【連載】第7回 『ぼくのくれよん』担当編集者 栗城浩美さん(講談社)インタビュー

今回おはなしを伺うのは、『ぼくのくれよん』の編集を担当した、講談社の栗城浩美さんです。
アッと驚く動物のクレヨンが登場するこの作品がどのように出版されたのか、当時のことを思い出しながら、お答えいただきました。
●いつも新しいことを考えていた、長新太さん
―― 長さんとはじめて会ったときのことを教えてください。
『
ぼくのくれよん』(講談社)を刊行させていただくことになって、ご自宅にうかがったときに、長さんにはじめてお会いしました。
当時、絵本の編集者になって間もない頃で、翻訳絵本や編纂ものは手がけた経験があるものの、日本の絵本は『ぼくのくれよん』がはじめての担当作品でした。
かなり緊張してお訪ねしたと思うのですが、奥さまと二人で、とてもあたたかく迎えてくださり、それからもいつも長さんのお家では楽しく過ごさせていただきました。
たいてい11時にご自宅にうかがって、毎回豪華なおやつをいただいていました。
今から思うとその時間になぜケーキや羊羹を食べていたのか、少し不思議なところもありますが……。
「ぼくのくれよん」
作・絵:長 新太
出版社:講談社
こんなくれよんで、絵を描いてみたいな。
ぞうのくれよんは、とても大きなくれよん。

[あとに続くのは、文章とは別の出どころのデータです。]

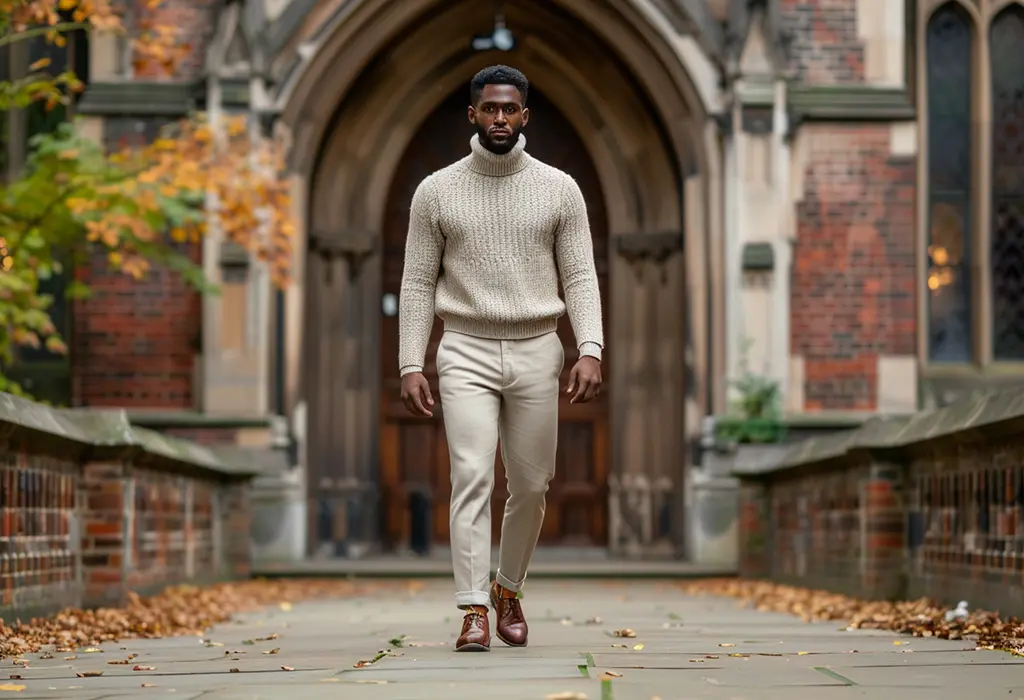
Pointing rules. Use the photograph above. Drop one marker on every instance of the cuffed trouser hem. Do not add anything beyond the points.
(509, 584)
(467, 599)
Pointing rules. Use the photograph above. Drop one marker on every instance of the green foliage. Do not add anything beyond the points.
(756, 411)
(45, 215)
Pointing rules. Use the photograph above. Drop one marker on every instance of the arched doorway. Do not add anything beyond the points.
(381, 70)
(414, 477)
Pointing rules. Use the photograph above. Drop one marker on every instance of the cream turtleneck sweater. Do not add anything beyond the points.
(487, 238)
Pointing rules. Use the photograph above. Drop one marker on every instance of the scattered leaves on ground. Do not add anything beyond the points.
(923, 617)
(175, 612)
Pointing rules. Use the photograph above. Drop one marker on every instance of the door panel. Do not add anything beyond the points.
(415, 461)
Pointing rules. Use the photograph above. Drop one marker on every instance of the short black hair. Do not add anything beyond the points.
(498, 75)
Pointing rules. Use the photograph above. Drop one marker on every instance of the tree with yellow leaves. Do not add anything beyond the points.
(75, 201)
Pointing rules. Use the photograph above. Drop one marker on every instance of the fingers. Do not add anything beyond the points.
(424, 399)
(573, 384)
(418, 399)
(418, 406)
(589, 388)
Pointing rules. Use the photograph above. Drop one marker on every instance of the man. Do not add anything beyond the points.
(488, 236)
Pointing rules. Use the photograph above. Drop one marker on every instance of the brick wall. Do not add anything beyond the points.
(39, 562)
(135, 342)
(853, 277)
(84, 522)
(930, 506)
(824, 49)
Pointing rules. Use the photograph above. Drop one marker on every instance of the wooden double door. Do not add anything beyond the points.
(415, 474)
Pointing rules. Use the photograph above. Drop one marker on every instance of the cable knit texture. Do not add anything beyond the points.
(487, 237)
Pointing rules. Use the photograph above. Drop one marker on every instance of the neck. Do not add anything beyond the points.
(498, 165)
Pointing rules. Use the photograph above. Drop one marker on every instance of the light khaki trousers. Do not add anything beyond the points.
(493, 390)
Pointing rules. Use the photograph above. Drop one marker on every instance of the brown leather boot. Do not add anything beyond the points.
(511, 626)
(475, 630)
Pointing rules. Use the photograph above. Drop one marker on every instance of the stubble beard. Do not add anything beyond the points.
(498, 148)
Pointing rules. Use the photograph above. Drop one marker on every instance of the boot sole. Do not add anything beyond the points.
(494, 604)
(472, 647)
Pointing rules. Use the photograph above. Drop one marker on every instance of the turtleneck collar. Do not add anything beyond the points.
(487, 163)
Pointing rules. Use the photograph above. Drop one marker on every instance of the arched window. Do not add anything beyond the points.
(949, 54)
(1007, 225)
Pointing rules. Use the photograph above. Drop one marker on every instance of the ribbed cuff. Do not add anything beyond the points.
(590, 349)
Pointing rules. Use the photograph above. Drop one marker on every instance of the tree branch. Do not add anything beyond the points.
(40, 31)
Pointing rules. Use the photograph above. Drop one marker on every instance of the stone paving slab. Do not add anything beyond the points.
(760, 656)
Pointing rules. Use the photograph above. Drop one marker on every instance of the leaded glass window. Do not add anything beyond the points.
(949, 61)
(1007, 51)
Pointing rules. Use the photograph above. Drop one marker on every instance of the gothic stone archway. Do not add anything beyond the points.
(644, 138)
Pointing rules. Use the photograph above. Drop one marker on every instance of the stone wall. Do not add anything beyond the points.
(930, 505)
(92, 507)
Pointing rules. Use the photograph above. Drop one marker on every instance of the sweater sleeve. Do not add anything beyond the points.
(424, 247)
(574, 253)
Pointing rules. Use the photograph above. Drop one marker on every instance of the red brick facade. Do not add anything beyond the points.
(135, 342)
(824, 48)
(854, 267)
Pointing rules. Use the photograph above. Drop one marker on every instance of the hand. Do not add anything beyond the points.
(585, 380)
(416, 394)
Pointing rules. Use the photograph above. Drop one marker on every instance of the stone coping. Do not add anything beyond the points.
(996, 413)
(102, 433)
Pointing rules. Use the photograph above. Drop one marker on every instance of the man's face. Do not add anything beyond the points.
(499, 117)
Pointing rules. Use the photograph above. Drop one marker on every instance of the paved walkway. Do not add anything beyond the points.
(691, 648)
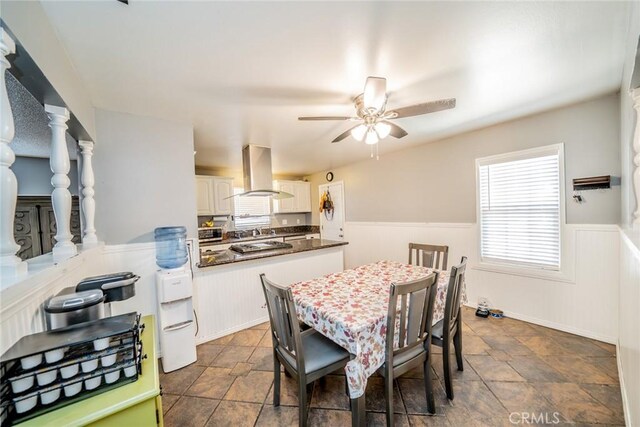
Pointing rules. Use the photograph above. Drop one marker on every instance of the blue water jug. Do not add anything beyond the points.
(171, 246)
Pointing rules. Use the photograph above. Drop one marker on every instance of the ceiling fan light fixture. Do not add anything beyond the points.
(382, 129)
(372, 137)
(358, 132)
(375, 94)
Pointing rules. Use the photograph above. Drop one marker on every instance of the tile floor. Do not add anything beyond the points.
(512, 369)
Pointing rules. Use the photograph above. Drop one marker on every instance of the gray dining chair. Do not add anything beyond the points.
(449, 329)
(305, 355)
(431, 256)
(416, 299)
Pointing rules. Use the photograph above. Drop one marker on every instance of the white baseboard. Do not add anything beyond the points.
(623, 389)
(204, 339)
(557, 326)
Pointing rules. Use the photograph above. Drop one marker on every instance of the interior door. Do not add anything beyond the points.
(332, 223)
(222, 190)
(204, 196)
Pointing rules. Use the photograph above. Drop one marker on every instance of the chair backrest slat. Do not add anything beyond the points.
(431, 256)
(414, 317)
(285, 331)
(415, 300)
(454, 293)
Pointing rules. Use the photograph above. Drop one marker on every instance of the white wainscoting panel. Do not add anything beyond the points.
(629, 330)
(583, 299)
(230, 297)
(21, 311)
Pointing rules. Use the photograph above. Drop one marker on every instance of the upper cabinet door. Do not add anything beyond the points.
(222, 192)
(204, 195)
(303, 196)
(284, 205)
(301, 200)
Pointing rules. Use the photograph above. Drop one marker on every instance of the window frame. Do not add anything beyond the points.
(265, 217)
(553, 273)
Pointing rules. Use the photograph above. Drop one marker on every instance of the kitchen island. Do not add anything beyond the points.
(228, 256)
(227, 290)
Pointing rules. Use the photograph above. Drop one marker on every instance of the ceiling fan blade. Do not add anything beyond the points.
(344, 134)
(327, 118)
(424, 108)
(375, 93)
(396, 131)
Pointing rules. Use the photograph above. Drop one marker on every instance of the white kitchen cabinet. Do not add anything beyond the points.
(204, 195)
(301, 200)
(222, 192)
(212, 194)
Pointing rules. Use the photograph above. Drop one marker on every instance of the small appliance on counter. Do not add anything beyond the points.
(90, 300)
(48, 370)
(175, 291)
(68, 308)
(210, 234)
(115, 286)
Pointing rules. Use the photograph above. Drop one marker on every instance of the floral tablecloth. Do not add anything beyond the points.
(350, 308)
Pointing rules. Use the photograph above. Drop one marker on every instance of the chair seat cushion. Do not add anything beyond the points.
(319, 352)
(407, 355)
(437, 330)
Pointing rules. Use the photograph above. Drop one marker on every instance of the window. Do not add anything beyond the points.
(520, 207)
(251, 211)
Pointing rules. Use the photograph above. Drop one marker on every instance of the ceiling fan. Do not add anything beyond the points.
(371, 112)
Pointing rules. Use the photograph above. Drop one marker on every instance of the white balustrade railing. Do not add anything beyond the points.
(60, 197)
(89, 237)
(635, 94)
(11, 266)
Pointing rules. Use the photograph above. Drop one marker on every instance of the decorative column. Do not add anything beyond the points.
(635, 94)
(60, 197)
(89, 238)
(11, 266)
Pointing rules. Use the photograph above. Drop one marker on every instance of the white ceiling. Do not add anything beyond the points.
(242, 72)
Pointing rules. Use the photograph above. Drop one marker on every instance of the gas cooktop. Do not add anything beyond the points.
(260, 246)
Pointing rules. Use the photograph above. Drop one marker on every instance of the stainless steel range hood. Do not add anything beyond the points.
(258, 179)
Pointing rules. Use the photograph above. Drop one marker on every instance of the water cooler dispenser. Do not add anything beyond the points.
(175, 299)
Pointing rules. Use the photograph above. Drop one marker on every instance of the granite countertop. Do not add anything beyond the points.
(297, 230)
(228, 256)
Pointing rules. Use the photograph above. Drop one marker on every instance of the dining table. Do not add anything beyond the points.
(350, 308)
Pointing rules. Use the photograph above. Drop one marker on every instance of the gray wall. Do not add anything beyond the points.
(29, 23)
(435, 182)
(627, 122)
(144, 177)
(34, 176)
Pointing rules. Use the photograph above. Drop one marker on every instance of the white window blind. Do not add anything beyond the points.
(520, 209)
(251, 211)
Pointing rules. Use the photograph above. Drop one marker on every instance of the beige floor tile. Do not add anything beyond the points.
(190, 412)
(330, 393)
(213, 383)
(235, 414)
(577, 369)
(177, 382)
(490, 369)
(328, 417)
(207, 353)
(535, 369)
(280, 416)
(231, 355)
(253, 387)
(248, 337)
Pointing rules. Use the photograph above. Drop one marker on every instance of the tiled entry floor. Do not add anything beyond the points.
(512, 368)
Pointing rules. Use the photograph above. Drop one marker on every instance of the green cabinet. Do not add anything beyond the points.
(137, 404)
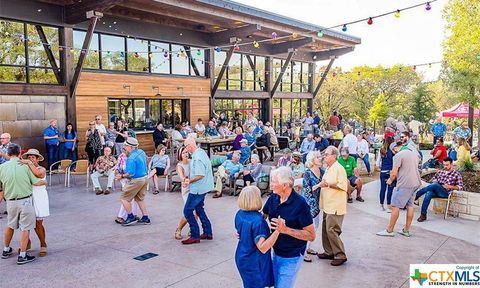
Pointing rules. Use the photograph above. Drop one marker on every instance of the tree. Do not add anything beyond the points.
(379, 111)
(422, 106)
(461, 50)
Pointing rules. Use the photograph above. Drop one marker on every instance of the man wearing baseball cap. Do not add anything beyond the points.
(136, 188)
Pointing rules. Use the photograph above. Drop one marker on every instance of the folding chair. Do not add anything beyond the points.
(81, 168)
(61, 169)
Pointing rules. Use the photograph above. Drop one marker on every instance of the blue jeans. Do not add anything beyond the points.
(433, 190)
(366, 160)
(195, 203)
(384, 187)
(69, 154)
(285, 270)
(52, 152)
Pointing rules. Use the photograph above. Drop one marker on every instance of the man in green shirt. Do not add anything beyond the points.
(16, 182)
(350, 164)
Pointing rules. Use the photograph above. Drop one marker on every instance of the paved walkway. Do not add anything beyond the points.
(87, 249)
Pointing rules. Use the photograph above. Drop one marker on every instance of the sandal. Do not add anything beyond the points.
(307, 259)
(43, 252)
(178, 234)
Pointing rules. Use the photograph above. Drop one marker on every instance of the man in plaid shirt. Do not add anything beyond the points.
(444, 182)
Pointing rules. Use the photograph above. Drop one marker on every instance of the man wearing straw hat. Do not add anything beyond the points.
(16, 187)
(136, 188)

青で描いたら、カエルが池とまちがえてとびこんじゃった。でも、まだまだ描きたいんだ。今度は何色を使おうかな……!?
―― 『ぼくのくれよん』を出版することになった経緯を教えてください。
もともとは1977年に銀河社から刊行されていましたが、佐野洋子さんの『
おじさんのかさ』と同時期に講談社で刊行させていただくことになり、新たに原画の製版からし直しました。
くれよん画ですので、ちょっとした摩擦で原画が削れてしまいます。たとえば、青が削れて、オレンジ地の部分に点のようについてしまったりするわけです。どの程度の汚れが自然なのか、色校正のときに悩みました。
原画はかなり大きく、電車に乗れなかったので、タクシーで会社まで運びました。描かれてから15年くらい経っているにもかかわらず、色鮮やかな原画を見て、幸せな気持ちになりました。
―― 絵本に対する長さんの姿勢はどのような感じでしたか?
細かいことはなにもおっしゃらず、フォントの見本やゲラをお目にかけると「いいんじゃない?」といつもおおらかに受け止めていただきました。
ご自身のお仕事については常に新しいことをかんがえていらしたと思います。
―― 長新太さんの作品の中で、一番思い入れの深い絵本を教えてください。
たくさんありすぎて選びきれません!
『ぼくのくれよん』を別にすると、『
ごろごろにゃーん』(福音館書店)と『
ちへいせんのみえるところ』(ビリケン出版)でしょうか。文章は変わらないのにわくわくした気持ちで最終ページまでいき、何回でもまた最初のページに戻って読んでしまいます。
今でも100回連続でもいけますね。
「ごろごろにゃーん、ごろごろにゃーん、と、ひこうきは とんでいきます」
「でました」
という繰り返されるフレーズが音楽のようで、長さん世界のループに気持ちよく浸ってしまう作品です。
はじめて長さんの絵に出会った作品として『
いたずらラッコのロッコ』(作・神沢利子 あかね書房)、大人向けの絵本として『
えをかく』(詩・谷川俊太郎)も大好きな作品です。